Se os direitos e a dignidade humana fossem autónomos, semelhantes a conquistas divinas, ou melhor, aquisições universais, (ideias inatas?) a liberdade seria conquistada, mas, estes condicionam-se pela existência do outro e das suas próprias condutas, e interferem na mesma, a liberdade só será uma Lei régia para a civilização, quando os direitos e a dignidade, de todos, forem atingidos.
Ai a liberdade será uma Lei suprema, um estado de consciência e acção.
A anarquia poderá ser instalada, sendo vista como a anulação da hierarquia de poderes, esse sentido, só é possível com uma nova concepção do humano, o sentido da entidade individual como relevante no desenvolvimento do todo social, e não a submissão de caracteres individuais à colectividade.
São os círculos colectivos bem definidos na estrutura societária, que criam, à margem os direitos individuais, grupos de indivíduos que se regem por regras próprias e por sentimentos de pertença semelhantes, limitadores de uma absorção real da disparidade de essência natural, que nos envolve, a realidade, a origem do que nos circunda, o universo como um todo. Esta forma de organização social ainda arcaica, mostra-se como o problema e o conjunto de ideias e concepções que nos pautam a contemporaneidade.
As desigualdades quedam-se numa hierarquia de grupos, dentro dos diferentes campos humanos: politico, científicos, culturais, psíquicos, económicos, prolongando-se por conceitos raciais, …
A evolução do pensamento levou-nos a soluções que correspondem-se às aspirações do homem mais civilizado, mais orgulhoso a sua própria obra, a civilidade, o que nos levou ao longo da história a encontrar forma de organização que correspondessem a estas aspirações. A conquista democrática não é mais do que o conceito último, de organização mais plausível, a resolução matemática, que expressa a vontade do grupo em maioria num dado momento, num dado contexto.
A desigualdade impera assim na génese da humanidade e prolonga-se até aos nossos dias sobre esta forma de expressão, o sufrágio.
Actualmente o combate ao direito das minorias à expressão e sobrevivência é tema constante, contudo assiste-se constantemente a nações a introduzirem-se como baluarte de leis e modelos em sociedades ainda em estados emergentes de desenvolvimento, muitas vezes da própria identidade colectiva. São atentados de uma maioria institucionalizada e aceite no mundo considerado tecnologicamente moderno, segundo os seus próprios critérios, estes apenas são aceites por um colectivo de maior força à escala global, como o exemplo da ditosa democracia que banha o continente europeu, e o continente Norte – Americano, etc… São erros que já foram cometidos no passado, numa tentativa sempre aterradora que o homem tem de expansão, em que sociedades próprias foram sacrificadas e injectadas de um mundo que criou os desnivelamentos que hoje se vêm à escala global, do poderio de umas nações sobre outras, arrastando interesses públicos e de supressão económica, de mão-de-obra escrava, das desigualdades sociais vigentes, da fome no mundo, das epidemias, qual criação divina para politicas anti-natalistas, de um mundo já cheio de tudo, de ideias, de pessoas, de êxodos populacionais que revelam novas estratégias a encontrar, tudo por uma ideia de sociedade, de união forçada, … de uma união federalista como remendo para trapos.

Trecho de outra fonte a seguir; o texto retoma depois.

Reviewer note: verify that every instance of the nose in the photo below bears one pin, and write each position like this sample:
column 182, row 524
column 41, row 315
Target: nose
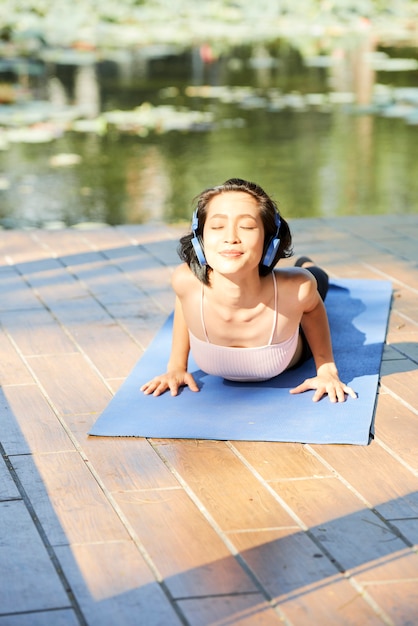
column 231, row 233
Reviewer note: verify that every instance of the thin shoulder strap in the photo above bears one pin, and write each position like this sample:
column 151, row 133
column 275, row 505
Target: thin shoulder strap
column 202, row 317
column 275, row 309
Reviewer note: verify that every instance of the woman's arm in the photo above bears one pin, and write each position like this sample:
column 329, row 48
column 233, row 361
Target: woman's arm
column 316, row 328
column 177, row 375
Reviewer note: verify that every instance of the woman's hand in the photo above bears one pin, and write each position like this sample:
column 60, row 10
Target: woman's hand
column 172, row 380
column 326, row 382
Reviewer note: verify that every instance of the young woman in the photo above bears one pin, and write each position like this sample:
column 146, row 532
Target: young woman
column 241, row 318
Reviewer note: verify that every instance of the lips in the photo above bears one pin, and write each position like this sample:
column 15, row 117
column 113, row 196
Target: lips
column 231, row 254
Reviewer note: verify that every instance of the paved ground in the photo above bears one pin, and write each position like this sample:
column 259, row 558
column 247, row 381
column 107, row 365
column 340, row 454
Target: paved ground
column 98, row 531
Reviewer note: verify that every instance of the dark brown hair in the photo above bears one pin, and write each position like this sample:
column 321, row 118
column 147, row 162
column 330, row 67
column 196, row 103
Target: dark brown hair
column 268, row 212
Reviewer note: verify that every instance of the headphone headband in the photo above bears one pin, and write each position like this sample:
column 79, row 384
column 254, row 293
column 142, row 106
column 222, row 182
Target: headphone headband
column 268, row 257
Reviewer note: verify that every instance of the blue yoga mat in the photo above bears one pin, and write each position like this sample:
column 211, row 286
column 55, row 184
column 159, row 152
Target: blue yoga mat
column 358, row 313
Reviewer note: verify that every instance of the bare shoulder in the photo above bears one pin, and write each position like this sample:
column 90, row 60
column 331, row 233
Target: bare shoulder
column 297, row 281
column 183, row 280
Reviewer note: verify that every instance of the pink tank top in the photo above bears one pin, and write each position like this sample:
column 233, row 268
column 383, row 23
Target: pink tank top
column 244, row 364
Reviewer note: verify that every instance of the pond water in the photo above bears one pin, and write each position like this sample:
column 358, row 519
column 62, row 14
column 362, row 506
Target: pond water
column 325, row 138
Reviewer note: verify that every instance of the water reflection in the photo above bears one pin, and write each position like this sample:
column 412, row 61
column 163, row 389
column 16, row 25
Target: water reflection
column 310, row 129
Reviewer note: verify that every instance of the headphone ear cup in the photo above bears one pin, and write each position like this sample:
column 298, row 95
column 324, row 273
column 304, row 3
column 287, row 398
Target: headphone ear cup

A humanidade faz-se a si próprio no sentido do semelhante que o acompanha, o direito ao desenvolvimento é um Dever Social e não uma obrigação individual.
Logo a axiologia e a ética tem de imperar sobre qualquer tentativa de criar o homem puramente técnico e o homem que pensa como produtor de material para charlatães e elites do bom ócio.
Estes serão campos a desenvolver como fazendo parte de uma metafísica necessária ao saber e de transposto para a técnica do real, visto que todo o problema se dá, desde sempre na conduta.